2.0 Starting Zookeeper

Zookeeper is essential to starting and running Kafka.
For our local kafka setup, we will just start one node of Zookeeper.

  • First go to the config folder inside Kafka installation, and modify the zookeeper.properties
  • For now we will just modify the datadir property – whose default value is /tmp/zookeeper.
  • We are changing it from /tmp directory, to ensure that the zookeeper data is persisted and re-used when we restart our zookeper server.
cd ~/kafka_2.13-2.7.0/config

# Take a backup of existing properties before making any change
cp zookeeper.properties zookeeper.properties.bkp


sed -i '' 's:dataDir=/tmp/zookeeper:dataDir=~/kafka_2.13-2.7.0/data/zookeeper:g’ zookeeper.properties

Now we are done with all the changes to zookeeper.properties, and we can now start our Zookeper server using following command.

zookeeper-server-start.sh  ~/kafka_2.13-2.7.0/config/zookeeper.properties

You can see something like this below – Zookeper starting and running on port 2181

Keep the zookeper running for Kafka to work.
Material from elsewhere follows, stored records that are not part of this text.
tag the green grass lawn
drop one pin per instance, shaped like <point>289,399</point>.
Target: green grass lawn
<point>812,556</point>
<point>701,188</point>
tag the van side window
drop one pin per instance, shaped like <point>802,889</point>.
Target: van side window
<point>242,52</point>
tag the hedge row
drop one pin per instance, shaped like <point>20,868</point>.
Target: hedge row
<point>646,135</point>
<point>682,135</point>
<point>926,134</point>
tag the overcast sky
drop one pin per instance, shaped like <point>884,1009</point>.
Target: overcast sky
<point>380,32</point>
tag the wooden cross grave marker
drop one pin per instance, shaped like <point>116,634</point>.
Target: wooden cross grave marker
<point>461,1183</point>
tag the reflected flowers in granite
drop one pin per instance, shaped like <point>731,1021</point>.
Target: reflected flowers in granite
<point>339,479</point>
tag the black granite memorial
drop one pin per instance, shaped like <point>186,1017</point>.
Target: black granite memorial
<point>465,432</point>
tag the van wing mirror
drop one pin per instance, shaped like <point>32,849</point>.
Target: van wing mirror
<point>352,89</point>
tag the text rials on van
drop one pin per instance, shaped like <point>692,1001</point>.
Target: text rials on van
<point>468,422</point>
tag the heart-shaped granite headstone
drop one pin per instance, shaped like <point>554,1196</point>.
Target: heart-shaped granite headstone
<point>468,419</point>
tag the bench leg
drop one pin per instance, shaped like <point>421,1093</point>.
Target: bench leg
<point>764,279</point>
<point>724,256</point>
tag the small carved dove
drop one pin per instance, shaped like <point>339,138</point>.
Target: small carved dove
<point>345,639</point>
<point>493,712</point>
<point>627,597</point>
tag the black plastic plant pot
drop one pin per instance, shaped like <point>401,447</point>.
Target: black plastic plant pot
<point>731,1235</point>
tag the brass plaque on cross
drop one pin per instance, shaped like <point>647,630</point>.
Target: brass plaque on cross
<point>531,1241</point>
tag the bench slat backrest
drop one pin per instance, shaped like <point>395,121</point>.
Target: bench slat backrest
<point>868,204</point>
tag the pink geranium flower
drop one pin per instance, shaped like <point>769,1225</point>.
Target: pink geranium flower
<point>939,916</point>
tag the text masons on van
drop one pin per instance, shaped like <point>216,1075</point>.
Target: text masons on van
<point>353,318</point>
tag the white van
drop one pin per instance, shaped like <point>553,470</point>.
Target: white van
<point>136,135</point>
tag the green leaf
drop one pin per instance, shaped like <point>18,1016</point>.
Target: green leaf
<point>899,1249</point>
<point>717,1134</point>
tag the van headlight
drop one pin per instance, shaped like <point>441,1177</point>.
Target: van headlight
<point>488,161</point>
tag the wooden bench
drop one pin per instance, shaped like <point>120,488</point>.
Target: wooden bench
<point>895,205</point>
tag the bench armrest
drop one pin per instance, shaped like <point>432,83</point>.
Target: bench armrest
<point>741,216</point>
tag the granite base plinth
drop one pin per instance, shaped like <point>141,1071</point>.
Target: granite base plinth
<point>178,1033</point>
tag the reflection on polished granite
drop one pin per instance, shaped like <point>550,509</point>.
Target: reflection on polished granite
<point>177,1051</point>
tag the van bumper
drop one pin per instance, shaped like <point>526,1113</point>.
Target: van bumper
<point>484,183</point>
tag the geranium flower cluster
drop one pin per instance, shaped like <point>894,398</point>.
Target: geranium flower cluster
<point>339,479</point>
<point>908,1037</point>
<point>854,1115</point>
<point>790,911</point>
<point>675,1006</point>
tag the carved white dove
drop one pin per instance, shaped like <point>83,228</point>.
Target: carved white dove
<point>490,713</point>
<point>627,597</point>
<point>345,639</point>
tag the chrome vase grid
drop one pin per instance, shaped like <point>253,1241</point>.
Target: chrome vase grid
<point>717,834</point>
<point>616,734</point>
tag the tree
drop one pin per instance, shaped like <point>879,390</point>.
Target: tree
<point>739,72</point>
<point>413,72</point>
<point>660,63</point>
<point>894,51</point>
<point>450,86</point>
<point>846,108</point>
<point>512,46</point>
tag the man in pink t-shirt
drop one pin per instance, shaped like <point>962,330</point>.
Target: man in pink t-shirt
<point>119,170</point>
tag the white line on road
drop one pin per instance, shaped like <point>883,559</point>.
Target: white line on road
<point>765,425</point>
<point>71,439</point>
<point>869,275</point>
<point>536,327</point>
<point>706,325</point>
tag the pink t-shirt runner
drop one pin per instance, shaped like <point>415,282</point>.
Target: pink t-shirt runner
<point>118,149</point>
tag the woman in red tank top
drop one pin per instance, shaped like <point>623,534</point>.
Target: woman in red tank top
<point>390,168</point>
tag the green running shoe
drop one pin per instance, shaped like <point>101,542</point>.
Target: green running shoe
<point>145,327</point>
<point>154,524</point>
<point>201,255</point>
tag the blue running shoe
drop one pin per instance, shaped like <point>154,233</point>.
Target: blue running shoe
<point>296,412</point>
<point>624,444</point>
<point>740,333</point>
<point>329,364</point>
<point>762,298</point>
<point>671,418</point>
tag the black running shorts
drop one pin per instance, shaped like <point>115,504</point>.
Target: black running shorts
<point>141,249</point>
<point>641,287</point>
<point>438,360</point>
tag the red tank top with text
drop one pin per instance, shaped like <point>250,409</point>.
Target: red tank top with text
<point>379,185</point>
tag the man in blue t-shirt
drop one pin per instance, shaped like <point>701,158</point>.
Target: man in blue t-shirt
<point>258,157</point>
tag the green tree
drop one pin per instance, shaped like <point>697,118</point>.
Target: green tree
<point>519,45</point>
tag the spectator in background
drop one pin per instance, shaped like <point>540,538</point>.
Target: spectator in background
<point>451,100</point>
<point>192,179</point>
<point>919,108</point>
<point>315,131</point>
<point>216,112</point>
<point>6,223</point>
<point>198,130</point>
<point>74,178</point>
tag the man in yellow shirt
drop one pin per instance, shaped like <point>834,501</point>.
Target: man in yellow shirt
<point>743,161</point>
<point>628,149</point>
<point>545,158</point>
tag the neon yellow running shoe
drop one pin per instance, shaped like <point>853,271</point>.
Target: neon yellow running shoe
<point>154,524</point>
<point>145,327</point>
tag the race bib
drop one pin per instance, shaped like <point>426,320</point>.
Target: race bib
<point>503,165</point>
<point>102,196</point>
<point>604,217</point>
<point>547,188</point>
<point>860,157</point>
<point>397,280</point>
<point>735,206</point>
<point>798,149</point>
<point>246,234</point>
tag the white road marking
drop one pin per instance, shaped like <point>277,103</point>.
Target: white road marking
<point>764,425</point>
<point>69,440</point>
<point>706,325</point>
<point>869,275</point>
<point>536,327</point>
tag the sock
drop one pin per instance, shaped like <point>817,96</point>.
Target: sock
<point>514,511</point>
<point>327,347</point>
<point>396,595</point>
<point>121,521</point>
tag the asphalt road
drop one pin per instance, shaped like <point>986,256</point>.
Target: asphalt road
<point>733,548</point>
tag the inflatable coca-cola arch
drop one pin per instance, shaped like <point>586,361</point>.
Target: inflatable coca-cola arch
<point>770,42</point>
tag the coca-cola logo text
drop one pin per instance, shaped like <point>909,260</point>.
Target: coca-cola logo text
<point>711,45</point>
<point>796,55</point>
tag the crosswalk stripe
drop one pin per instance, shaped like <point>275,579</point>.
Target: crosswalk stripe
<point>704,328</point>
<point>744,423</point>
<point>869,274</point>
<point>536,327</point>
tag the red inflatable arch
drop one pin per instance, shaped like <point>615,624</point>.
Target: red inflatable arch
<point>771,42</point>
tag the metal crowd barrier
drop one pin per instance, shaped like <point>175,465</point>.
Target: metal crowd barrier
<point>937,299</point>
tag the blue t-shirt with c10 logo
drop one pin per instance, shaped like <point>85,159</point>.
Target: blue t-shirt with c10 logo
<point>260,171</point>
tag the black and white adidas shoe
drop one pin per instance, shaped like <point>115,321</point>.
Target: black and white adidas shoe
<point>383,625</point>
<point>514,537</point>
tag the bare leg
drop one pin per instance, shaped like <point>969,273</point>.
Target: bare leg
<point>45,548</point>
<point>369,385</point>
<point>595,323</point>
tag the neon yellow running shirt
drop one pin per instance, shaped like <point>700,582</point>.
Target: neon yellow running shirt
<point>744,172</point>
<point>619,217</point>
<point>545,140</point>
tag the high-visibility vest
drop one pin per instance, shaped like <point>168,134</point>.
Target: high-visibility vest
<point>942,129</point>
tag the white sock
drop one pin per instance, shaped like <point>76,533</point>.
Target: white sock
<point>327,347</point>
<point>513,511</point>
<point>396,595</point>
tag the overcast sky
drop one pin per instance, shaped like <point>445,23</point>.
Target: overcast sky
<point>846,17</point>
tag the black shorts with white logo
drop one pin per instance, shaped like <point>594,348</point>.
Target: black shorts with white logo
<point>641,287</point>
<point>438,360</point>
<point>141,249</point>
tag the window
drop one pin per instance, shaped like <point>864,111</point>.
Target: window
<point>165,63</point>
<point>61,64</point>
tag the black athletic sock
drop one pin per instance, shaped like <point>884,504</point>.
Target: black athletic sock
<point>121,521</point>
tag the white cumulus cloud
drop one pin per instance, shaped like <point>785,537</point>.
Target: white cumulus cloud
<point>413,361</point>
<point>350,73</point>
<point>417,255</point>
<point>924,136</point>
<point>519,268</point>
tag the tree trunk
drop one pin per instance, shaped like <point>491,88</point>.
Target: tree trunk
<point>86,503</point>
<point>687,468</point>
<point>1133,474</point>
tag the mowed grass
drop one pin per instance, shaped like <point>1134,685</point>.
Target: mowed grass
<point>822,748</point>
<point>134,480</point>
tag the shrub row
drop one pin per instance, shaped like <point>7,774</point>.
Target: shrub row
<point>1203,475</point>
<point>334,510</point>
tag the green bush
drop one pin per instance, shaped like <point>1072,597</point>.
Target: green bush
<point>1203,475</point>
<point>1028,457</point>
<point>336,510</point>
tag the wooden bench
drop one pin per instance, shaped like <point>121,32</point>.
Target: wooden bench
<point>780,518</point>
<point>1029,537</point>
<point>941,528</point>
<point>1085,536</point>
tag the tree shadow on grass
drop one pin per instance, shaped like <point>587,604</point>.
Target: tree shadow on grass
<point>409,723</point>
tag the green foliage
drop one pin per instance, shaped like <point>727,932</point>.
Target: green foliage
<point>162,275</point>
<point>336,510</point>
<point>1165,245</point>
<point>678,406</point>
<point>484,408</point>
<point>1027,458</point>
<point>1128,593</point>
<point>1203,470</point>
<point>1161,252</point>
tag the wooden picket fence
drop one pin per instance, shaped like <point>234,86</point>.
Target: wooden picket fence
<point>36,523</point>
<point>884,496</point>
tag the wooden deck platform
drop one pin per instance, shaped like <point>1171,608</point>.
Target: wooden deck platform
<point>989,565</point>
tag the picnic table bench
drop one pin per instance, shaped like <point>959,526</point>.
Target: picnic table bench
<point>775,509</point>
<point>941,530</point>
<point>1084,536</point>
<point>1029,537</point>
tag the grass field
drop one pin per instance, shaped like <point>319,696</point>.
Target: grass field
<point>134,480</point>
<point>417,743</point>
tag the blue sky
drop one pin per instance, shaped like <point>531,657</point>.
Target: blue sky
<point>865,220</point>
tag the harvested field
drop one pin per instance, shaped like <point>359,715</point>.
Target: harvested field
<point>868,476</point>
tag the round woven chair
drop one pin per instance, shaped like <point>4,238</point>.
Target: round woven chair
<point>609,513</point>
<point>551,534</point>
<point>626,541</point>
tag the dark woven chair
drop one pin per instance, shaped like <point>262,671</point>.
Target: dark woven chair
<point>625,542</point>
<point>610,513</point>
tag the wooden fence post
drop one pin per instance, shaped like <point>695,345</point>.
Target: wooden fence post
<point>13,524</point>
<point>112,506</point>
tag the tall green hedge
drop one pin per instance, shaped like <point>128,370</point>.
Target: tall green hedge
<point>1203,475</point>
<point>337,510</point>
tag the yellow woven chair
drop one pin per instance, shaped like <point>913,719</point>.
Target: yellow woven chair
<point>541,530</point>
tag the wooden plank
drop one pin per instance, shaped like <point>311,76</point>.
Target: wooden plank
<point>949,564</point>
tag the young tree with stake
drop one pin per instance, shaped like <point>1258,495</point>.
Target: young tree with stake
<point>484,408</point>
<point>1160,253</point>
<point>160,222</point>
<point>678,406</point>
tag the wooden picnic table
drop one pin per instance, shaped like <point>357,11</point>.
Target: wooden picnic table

Don’t close the console window where you started Zookeeper.


3.0 Start a single Kafka broker

Just as we modified few configurations for Zookeeper, we will also modify few properties for Kafka server.properties

  • log.dirs – We will modify the log.dirs to some other folder other than /tmp/kafka-logs, to ensure that server data is persisted between server restarts
  • num.partitions – By default the number of partitions per topic is set to 1. We will set to a higher number.
cd ~/kafka_2.13-2.7.0/config

# Take a backup of existing properties before making any change
cp server.properties server.properties.bkp

# change log.dirs
sed -i '' 's:log.dirs=/tmp/kafka-logs:log.dirs=~/kafka_2.13-2.7.0/data/kafka-logs:g' server.properties

# set num.partitions to 3
sed -i '' 's:num.partitions=1:num.partitions=3:g' server.properties

Now we will start a Kafka server (using the properties from server.properties)

kafka-server-start.sh ~/kafka_2.13-2.7.0/config/server.properties

You can see something like this below

As you can see, a broker with id=0 was started.

We will see later how we can configure and change the broker id also.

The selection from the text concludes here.